Blood Flow Restriction (BFR) training is a highly effective hypertrophy training method that dates back to the 1970’s. Originally developed as a rehab technique, its applications have since broadened into the fitness community.
The following will be a brief summary of the history, effects, applications and efficacy of BFR training.
In 1966 Yoshiaki Sato attended a traditional buddhist ceremony that required him to remain seated in a traditional cross-legged position for an extended period of time. The pressure from his legs upon his feet caused painful blood pooling in his calves. This experience sparked the idea that lead to moder BFR training. Over the next 7 years he experimented on himself with different types of straps and at varying pressures. With years of detailed trial and error, Sato gradually developed effective protocols to safely modify blood flow in his limbs. By 1973 Sato developed the details of KAATSU as it is currently practiced.
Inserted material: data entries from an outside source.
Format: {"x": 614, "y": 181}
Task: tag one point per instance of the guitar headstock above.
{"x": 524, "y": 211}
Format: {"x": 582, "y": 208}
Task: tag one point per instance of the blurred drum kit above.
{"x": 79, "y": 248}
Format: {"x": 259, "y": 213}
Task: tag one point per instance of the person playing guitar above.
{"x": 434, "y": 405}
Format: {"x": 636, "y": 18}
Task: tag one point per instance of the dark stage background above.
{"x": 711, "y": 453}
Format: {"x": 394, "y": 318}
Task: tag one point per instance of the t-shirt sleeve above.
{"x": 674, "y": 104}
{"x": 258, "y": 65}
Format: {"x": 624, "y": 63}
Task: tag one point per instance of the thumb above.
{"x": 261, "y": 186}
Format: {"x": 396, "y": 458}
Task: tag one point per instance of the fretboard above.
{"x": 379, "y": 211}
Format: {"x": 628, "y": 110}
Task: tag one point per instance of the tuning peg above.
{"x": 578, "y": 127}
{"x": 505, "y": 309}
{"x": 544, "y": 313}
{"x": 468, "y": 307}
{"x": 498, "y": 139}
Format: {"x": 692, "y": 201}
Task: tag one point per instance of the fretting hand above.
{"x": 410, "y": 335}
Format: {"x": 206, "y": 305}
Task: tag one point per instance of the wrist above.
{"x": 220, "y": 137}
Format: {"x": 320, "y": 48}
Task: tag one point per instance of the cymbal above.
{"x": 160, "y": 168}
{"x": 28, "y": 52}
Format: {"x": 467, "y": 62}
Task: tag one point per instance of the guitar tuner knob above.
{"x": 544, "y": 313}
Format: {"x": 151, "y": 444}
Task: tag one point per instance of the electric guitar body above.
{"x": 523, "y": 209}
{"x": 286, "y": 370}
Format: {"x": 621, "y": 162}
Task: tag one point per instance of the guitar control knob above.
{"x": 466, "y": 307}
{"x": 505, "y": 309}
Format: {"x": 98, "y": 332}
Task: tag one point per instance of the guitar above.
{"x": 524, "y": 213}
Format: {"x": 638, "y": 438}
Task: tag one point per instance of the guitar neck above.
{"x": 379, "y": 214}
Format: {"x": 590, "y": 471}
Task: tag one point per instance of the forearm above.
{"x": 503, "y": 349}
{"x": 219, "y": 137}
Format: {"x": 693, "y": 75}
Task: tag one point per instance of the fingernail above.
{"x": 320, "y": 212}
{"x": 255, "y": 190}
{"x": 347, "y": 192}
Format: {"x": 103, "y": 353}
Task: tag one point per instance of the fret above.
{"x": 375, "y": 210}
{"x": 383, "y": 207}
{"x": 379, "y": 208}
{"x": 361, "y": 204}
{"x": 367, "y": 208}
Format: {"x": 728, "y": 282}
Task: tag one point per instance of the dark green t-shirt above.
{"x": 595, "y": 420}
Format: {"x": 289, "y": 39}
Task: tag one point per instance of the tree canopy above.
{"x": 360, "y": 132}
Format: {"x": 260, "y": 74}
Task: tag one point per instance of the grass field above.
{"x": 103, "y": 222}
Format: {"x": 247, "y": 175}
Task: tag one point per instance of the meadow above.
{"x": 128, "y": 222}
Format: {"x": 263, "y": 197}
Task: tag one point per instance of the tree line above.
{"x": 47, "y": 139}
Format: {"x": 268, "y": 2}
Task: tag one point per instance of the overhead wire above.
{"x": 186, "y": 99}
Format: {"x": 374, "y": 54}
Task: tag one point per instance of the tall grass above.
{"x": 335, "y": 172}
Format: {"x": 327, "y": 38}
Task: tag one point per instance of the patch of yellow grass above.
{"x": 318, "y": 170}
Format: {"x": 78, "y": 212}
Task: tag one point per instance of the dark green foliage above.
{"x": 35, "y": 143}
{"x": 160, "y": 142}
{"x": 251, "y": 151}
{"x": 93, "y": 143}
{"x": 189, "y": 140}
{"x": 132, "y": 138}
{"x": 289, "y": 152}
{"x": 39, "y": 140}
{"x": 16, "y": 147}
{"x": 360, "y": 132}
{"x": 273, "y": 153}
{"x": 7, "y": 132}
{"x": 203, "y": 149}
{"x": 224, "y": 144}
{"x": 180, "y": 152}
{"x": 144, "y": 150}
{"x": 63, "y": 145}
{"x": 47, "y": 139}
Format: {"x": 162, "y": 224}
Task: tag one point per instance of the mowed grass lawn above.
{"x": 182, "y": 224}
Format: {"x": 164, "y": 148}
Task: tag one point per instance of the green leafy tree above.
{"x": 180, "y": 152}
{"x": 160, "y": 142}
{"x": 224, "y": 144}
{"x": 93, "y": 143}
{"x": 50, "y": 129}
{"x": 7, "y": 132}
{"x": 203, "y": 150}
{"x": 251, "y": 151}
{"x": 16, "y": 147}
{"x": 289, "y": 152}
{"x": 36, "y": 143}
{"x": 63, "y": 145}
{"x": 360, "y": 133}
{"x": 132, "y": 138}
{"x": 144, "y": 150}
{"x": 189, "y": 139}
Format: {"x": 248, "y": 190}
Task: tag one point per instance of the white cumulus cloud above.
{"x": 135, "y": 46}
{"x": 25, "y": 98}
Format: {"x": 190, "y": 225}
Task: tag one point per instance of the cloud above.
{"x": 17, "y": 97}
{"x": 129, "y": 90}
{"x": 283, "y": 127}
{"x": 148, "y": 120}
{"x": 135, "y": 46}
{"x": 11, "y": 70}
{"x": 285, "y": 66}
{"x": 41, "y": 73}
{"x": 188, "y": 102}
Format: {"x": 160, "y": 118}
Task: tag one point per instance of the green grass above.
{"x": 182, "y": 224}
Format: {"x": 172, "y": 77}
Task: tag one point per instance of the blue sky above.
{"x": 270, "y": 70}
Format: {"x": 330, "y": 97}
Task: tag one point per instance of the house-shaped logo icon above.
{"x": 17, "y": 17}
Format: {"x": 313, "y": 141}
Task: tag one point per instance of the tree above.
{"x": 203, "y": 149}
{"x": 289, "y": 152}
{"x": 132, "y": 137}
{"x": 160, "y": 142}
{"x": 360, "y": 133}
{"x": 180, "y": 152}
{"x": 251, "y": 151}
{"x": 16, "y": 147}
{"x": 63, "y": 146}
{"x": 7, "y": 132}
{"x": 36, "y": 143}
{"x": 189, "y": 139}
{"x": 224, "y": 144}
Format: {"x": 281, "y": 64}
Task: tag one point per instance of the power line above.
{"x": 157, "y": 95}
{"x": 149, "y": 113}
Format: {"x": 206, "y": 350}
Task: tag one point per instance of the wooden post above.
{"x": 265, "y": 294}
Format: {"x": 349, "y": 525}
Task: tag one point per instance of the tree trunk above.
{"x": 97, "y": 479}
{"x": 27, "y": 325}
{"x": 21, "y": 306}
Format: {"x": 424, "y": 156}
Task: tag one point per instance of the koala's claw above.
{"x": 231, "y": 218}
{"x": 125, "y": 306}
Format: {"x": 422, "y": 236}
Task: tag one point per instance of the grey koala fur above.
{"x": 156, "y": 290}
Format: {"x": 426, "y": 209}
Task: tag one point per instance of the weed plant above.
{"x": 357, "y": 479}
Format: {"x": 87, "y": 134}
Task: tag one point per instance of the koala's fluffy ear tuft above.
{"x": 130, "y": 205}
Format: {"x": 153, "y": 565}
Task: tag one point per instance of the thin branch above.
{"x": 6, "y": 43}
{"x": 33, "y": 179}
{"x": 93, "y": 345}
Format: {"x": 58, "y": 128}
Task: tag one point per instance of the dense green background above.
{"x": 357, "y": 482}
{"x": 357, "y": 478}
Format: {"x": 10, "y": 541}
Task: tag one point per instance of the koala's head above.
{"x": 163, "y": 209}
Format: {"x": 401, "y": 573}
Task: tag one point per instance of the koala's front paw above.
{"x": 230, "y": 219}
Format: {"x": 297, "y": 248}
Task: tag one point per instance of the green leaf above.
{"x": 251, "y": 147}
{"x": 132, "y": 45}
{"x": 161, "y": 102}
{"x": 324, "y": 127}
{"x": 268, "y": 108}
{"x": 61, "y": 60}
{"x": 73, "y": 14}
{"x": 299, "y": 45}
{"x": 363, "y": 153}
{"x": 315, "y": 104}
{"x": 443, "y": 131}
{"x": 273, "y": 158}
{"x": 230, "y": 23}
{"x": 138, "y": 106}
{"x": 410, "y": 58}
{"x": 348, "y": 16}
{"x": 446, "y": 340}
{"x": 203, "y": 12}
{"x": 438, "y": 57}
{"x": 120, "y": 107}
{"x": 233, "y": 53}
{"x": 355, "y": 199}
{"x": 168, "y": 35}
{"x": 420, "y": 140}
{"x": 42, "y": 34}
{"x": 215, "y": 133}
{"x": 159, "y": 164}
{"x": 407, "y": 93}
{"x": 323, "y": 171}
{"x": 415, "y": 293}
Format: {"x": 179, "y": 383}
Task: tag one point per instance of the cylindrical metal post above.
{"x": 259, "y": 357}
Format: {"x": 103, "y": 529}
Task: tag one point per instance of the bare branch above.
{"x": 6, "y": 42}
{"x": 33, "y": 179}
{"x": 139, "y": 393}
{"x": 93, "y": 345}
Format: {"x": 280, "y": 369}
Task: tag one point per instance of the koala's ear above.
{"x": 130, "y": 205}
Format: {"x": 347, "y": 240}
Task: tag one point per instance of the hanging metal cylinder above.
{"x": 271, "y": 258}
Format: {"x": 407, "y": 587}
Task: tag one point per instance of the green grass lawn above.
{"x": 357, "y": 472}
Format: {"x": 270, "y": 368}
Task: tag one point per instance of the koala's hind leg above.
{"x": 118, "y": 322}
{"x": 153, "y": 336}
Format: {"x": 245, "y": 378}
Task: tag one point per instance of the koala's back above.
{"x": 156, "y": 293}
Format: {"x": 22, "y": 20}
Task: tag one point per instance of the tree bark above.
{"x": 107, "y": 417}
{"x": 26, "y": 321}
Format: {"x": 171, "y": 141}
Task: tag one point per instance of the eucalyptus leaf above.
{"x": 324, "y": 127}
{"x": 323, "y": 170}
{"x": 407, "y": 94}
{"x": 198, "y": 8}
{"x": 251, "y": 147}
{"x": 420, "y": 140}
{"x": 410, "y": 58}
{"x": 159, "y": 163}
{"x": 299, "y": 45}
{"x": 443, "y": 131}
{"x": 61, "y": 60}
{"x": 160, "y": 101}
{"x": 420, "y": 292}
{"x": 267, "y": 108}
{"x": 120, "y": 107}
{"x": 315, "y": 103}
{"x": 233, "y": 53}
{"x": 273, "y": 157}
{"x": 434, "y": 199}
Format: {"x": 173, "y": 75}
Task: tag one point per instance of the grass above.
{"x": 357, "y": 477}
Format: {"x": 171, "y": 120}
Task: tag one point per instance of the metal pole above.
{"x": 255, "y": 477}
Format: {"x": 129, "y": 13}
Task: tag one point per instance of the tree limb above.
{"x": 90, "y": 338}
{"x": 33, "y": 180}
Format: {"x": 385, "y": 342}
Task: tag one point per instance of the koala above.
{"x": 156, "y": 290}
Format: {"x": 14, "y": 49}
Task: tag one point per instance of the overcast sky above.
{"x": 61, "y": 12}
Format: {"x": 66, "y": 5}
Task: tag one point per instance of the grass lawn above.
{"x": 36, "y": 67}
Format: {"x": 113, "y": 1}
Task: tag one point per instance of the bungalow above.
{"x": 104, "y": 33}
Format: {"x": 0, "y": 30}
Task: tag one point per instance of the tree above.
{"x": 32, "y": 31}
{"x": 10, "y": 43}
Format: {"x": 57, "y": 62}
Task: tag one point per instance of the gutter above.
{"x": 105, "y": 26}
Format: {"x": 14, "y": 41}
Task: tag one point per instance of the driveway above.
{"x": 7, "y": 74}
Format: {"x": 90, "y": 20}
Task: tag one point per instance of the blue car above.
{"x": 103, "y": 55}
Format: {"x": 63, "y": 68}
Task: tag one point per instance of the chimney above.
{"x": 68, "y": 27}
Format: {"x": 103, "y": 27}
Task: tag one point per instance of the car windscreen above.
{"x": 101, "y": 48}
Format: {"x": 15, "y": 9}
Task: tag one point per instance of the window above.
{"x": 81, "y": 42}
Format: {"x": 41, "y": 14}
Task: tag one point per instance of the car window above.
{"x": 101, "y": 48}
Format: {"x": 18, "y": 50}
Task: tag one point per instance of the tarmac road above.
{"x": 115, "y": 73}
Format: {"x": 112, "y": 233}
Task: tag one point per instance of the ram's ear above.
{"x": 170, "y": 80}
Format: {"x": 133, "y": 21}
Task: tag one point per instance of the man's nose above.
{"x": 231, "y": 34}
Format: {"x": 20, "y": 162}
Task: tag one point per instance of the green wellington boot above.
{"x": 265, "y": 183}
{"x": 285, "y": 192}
Today BFR training is used not only for training, but also rehab. During certain injuries we may find ourselves unable to train certain muscle groups. BFR training may be implemented to maintain muscle mass. The blood pooling within the muscle will encourage muscle cell swelling and consequently decrease atrophy. This can be done by doing isometric contractions of the targeted muscle while restricted.
But the most effective method of implementing BFR training is under low load, high repetition resistance training. Recent studies have shown many beneficial physical and physiological effects associated with BFR. The most noteworthy include muscle swelling, decreased atrogenes, decreased expression of myostatin, a proliferation of satellite cells and metabolic accumulation.
Before commencing any BFR training, it is highly recommended that you first consult with a knowledgeable professional. When proceeding, keep in mind three key factors: Tightness, Positioning and Duration. The bands should be no tighter than a 6 (on a scale of 1-10). You don’t want to feel any immediate numbness or sharp tingling. The bands can be placed either upstream, or downstream from the targeted muscle group since pooling will occur on either side. The BFR straps should be removed after a particular exercise is completed. Although it isn’t necessary to remove them between sets, they should be removed immediately after.